Já em Corrupção, história e cultura, os pesquisadores abordam o tema em diferentes contextos: do Brasil colônia à contemporaneidade, passando pela ditadura militar, o Brasil império, o Brasil republicano; e abordam as manifestações da corrupção na literatura, no teatro, no cinema, na música brasileira – e em ambientes culturais mais peculiares, como o carnaval.

A terceira seção, denominada Questões atuais da corrupção, foca em temas mais específicos, como marcos teóricos, financiamento de campanhas eleitorais, corrupção policial, crime organizado, ONGs, reforma agrária, contrabando, funcionalismo público, mídia, judiciário, ministério público, tribunais de contas, formas de percepção e controle, entre outros.

Paradoxo

No Índice de Percepção da Corrupção (IPC) de 2012, que lista 176 países, o Brasil aparece no 69º lugar. Os pesquisadores alertam para as limitações de levantamentos como esse. “Não podemos nos esquecer que esses índices aferem a percepção, mas não servem para esclarecer os mecanismos internos aos processos aludidos”, afirma o professor Leonardo Avritzer, do Departamento de Ciência Política. Os organizadores lembram que hoje as notícias sobre corrupção povoam as páginas dos jornais, mas isso não gera necessariamente melhor compreensão dos seus efeitos e raízes. "Não há dúvida de que, sob o ponto de vista institucional, o país passou por avanços significativos em relação ao controle da corrupção. Do ponto de vista da percepção, no entanto, o Brasil enfrenta um dilema: quanto mais a corrupção é combatida, mais é noticiada, e quanto mais noticiada, maior é a sua percepção."
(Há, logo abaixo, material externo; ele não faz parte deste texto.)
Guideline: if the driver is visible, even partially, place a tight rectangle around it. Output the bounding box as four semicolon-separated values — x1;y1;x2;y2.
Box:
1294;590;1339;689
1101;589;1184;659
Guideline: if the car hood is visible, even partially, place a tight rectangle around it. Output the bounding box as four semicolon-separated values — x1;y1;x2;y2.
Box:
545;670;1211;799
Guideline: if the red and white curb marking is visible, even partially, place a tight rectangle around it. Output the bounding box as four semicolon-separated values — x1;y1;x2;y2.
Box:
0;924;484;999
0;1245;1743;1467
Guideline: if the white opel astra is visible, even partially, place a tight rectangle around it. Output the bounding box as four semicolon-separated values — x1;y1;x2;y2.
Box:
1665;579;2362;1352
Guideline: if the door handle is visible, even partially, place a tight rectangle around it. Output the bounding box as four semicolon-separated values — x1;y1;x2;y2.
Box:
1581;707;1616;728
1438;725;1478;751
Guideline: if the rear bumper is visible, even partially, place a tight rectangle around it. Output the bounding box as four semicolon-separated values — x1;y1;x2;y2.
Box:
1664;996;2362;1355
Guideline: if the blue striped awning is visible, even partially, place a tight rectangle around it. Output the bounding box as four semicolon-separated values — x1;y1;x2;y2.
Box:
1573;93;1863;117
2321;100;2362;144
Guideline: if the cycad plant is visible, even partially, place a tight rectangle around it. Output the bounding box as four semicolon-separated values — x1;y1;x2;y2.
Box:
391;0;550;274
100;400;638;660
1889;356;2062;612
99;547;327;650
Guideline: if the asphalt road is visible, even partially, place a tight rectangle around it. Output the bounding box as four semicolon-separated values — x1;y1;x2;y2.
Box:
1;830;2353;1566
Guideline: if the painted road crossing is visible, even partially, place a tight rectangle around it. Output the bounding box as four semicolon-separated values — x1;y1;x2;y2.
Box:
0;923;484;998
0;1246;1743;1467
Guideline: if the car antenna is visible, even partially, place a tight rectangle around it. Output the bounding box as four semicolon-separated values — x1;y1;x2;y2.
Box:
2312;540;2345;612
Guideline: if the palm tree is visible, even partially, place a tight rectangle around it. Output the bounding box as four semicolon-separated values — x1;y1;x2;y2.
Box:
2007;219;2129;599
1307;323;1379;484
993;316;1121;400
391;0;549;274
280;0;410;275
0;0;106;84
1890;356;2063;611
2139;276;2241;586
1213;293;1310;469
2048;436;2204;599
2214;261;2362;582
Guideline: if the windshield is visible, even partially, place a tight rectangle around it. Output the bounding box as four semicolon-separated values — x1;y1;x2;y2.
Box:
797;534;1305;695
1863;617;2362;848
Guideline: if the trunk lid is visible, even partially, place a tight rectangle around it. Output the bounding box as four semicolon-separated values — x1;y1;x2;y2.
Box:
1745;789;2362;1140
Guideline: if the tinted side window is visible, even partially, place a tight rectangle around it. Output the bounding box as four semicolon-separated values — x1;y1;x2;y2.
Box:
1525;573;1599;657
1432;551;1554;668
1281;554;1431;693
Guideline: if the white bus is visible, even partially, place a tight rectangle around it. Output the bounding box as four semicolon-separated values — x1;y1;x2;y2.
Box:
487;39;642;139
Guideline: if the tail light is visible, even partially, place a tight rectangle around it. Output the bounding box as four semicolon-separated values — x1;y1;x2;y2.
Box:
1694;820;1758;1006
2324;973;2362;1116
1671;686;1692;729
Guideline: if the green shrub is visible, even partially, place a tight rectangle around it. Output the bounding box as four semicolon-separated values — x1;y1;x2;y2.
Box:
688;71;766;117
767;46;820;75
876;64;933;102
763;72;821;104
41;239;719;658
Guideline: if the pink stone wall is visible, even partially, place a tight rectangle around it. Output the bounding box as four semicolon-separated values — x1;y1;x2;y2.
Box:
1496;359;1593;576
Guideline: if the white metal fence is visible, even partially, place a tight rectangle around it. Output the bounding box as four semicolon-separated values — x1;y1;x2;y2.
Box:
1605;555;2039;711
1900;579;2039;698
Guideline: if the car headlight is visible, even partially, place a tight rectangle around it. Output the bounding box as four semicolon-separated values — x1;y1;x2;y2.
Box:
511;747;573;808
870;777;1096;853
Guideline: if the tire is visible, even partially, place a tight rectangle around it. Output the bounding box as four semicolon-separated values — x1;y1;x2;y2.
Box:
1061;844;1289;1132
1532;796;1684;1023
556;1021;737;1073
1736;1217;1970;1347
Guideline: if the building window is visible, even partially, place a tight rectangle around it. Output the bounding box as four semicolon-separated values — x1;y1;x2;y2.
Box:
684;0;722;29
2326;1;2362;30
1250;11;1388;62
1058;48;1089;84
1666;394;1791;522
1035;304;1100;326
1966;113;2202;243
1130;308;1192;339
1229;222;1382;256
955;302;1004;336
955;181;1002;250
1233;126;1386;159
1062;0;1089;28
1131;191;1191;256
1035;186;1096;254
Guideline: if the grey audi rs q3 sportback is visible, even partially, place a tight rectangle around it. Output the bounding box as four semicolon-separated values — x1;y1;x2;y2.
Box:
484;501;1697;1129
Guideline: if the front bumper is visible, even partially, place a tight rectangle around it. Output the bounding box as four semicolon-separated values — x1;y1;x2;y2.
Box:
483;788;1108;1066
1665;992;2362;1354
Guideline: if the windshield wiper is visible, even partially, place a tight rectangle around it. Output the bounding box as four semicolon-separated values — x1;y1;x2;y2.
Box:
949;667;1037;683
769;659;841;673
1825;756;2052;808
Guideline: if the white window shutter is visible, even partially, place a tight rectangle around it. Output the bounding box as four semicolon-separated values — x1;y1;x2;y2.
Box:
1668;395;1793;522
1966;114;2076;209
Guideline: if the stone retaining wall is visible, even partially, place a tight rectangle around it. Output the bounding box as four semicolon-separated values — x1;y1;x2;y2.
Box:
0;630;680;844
O livro busca apresentar os fundamentos culturais e históricos que determinaram o histórico de corrupção do Brasil e de certa forma da América Latina: uma trajetória que passa pela acentuação do fenômeno no período ditatorial e pela dificuldade de reversão institucional desse quadro na abertura política. A especificidade do contexto brasileiro, defendem os organizadores, é que por aqui este é um ciclo que muito provavelmente está chegando ao seu final. E na obra delineia-se com muita clareza o elemento ou o conceito-chave para a superação da corrupção: o resgate do conceito de interesse público.